Some Data Quality issues and, how you will deal with those problems?
1. Duplicate data
Modern organizations face an onslaught of data from all directions – local databases, cloud data lakes, and streaming data. Additionally, they may have application and system silos. There is bound to be a lot of duplication and overlap in these sources. Duplication of contact details, for example, affects customer experience significantly. Marketing campaigns suffer if some prospects get missed out while some may get contacted again and again. Duplicate data increases the probability of skewed analytical results. As training data, it can also produce skewed ML models.

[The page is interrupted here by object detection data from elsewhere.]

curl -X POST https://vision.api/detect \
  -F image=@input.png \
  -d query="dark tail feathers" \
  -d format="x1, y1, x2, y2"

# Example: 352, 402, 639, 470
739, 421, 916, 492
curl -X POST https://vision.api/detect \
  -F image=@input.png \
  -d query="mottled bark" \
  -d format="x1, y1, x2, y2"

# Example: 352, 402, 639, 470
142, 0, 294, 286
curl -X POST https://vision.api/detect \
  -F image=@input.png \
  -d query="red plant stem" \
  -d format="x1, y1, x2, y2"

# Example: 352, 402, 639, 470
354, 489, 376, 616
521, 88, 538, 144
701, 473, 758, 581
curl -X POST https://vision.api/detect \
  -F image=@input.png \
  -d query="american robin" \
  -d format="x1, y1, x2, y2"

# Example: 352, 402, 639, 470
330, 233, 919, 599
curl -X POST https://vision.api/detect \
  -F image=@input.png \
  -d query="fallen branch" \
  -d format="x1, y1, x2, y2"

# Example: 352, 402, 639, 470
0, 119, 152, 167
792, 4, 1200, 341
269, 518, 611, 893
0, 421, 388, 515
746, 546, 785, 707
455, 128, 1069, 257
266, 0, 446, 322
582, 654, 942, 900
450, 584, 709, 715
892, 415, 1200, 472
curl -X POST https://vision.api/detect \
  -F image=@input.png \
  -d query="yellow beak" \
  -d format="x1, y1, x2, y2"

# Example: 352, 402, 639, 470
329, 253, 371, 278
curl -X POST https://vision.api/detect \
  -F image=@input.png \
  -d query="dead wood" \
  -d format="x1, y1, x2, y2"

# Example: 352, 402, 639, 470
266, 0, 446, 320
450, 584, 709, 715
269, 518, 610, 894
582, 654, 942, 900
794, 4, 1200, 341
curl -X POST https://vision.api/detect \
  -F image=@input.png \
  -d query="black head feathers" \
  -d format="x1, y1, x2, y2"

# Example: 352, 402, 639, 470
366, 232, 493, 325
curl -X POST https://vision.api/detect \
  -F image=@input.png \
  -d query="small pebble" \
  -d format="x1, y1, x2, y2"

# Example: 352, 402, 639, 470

Rule-based data quality management can help you keep a check on duplicate and overlapping records. With predictive DQ, rules are auto-generated and continuously improved by learning from the data itself. Predictive DQ identifies fuzzy and exactly matching data, quantifies it into a likelihood score for duplicates, and helps deliver continuous data quality across all applications.
2. Ambiguous data
In large databases or data lakes, some errors can creep in even with strict supervision. This situation gets more overwhelming for data streaming at high speed. Column headings can be misleading, formatting can have issues, and spelling errors can go undetected. Such ambiguous data can introduce multiple flaws in reporting and analytics.
Continuously monitoring with autogenerated rules, predictive DQ resolves ambiguity quickly by tracking down issues as soon as they arise. It delivers high-quality data pipelines for real-time analytics and trusted outcomes.